CorpGov.net publisher/shareowner activist, James McRitchie in the news.
- Shareholders push for more say over board members (WSJ’s MarketWatch), on proxy access proposals at Bank of America, Citigroup and Goldman Sachs.
- Sued again for daring to file proxy proposals, EMC sues shareholder activists over bid to separate CEO, chairman roles (Boston Business Journal). They lost their ‘no-action’ request with the SEC. Now they are trying to get me to spend more than it is worth defending my proposal.
- 预言苹果改组董事会：巧合还是暗渡“我意” (baidu.com). I can’t read Chinese but they’re quoting from my proxy access proposal at Apple. I hope its good news.
- Proposal Pits Shareholder Advisers Against Each Other — For Cash Prize (WSJ’s MarketWatch) and Let’s Make Proxy Season Fun Again (Dealbraker), on a proposal that Mark Latham largely wrote and I submitted on behalf of my wife (Myra K. Young) to Caterpillar (CAT). Caterpillar’s corporate secretary is “pretty confident we’ll be able to exclude it” through the ‘no-action’ process. I doubt it. We were able to rebut (2014-02-04 Proponent to SEC re Caterpillar) each issue raised in their no-action request.
Craig Eastland, Product Operations Specialist at Thomson Reuters, began a series of posts on ‘no-action’ requests filed with the SEC for the Legal Solutions Blog. Tracking Shareholder Proposals and No-Action Letters and then simply No-action Letter Requests to the SEC. I suggested for his next post he might want to cover the CSX decision, since it deals with a recurring theme. I have briefly touched on no-action letters on my blog but Eastland is doing a more thorough job of it. I hope he keeps it up.
“Chairmanship, which was once an impressive ornament atop a long career, is now a real job, with real demands… This issue of BI will give you some needed tools for stepping into the chairman’s role, as well as some thought starters for making a better job of it.” Lots of tips for board chairs and potential chairs in the latest issue of Ralph Ward’s Boardroom Insider. Also of interest, Ward will be teaching a “Boardroom Masterclass” in Pakistan, Kenya and Malaysia. Need anyone to carry your bags Ralph?
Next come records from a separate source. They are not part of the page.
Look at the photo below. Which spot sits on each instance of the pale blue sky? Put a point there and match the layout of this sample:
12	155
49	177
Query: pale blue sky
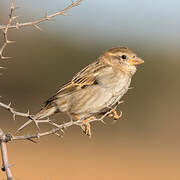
155	21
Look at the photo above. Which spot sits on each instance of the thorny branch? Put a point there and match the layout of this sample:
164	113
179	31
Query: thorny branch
17	25
5	164
4	138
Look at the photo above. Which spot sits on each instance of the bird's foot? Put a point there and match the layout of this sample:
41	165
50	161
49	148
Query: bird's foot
85	125
113	113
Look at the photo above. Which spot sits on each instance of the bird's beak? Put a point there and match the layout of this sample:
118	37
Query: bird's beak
135	61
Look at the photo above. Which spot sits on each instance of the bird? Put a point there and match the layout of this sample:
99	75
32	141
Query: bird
96	89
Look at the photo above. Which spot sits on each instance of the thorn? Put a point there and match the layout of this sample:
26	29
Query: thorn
28	113
62	131
36	26
103	121
14	17
14	117
9	105
57	134
32	140
36	123
24	125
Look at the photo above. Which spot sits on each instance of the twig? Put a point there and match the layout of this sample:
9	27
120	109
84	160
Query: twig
5	165
26	115
5	31
35	23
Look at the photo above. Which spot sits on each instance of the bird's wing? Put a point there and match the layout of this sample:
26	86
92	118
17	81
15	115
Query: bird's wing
86	77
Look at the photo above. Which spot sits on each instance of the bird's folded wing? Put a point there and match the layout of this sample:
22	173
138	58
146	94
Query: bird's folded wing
86	77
Only 19% of S&P 500 firms use a third party in board or director reviews. The latest Global Proxy Watch (GPW) has a link to this draft UK external code of best practice for external evaluations published by Advanced Boardroom Excellence. More discussion at Boards & Advisors. If you don’t already subscribe, GPW is link fest of news tidbits from around the world. There is noting like it. Published 46 times a year by Aaron Bernstein and Stephen Davis.
Equity Vesting and Managerial Myopia links the impending vesting of CEO equity to reductions in real investment. Existing studies measure the manager’s short-term concerns using the sensitivity of his equity to the stock price. However, in myopia theories, the driver of short-termism is not the magnitude of incentives but their horizon. Alex Edmans, Vivian W. Fang and Katharina Lewellen use recent changes in compensation disclosure to measure the sensitivity of equity vesting over the upcoming year. This sensitivity is determined by equity grants made several years prior, and thus unlikely to be driven by current investment opportunities. An interquartile increase is associated with a decline of 0.11% in the growth of R&D (scaled by total assets), 37% of the average R&D growth rate. Similar results hold when including advertising and capital expenditure. Newly-vesting equity increases the likelihood of meeting or beating analyst earnings forecasts by a narrow margin. However, the market’s reaction to doing so is lower, suggesting that it recognizes CEOs’ myopic incentives. See also The law of unintended consequences (The Economist).
A Proxy Season Carol (NACD Directorship) Patrick S. McGurn is haunted by visions of proxy season past, present and future. A little strange for the season but McGurn never fails to deliver and this roundup of activity is no exception.
All Firms are Cooperatives – And so are Governments by Henry Hansmann. To both the scholar and the layman, cooperatives often appear to be something of a sideshow in the world of enterprise organization. Properly understood, however, virtually all private enterprise, and democratic governments as well, exhibit the basic form of a cooperative. As a consequence, the study of cooperatives (in the narrower, conventional sense of that term) illuminates our understanding of both investor-owned firms and governments and, conversely, much can be learned about cooperatives by examining other forms of organization. This is already evident when we examine the power and limitations of contemporary economic theories of the firm. At present, however, we know much more about the economic factors that govern the viability of cooperative enterprise than we do about the forms of internal corporate governance and external regulation that also play a critical role.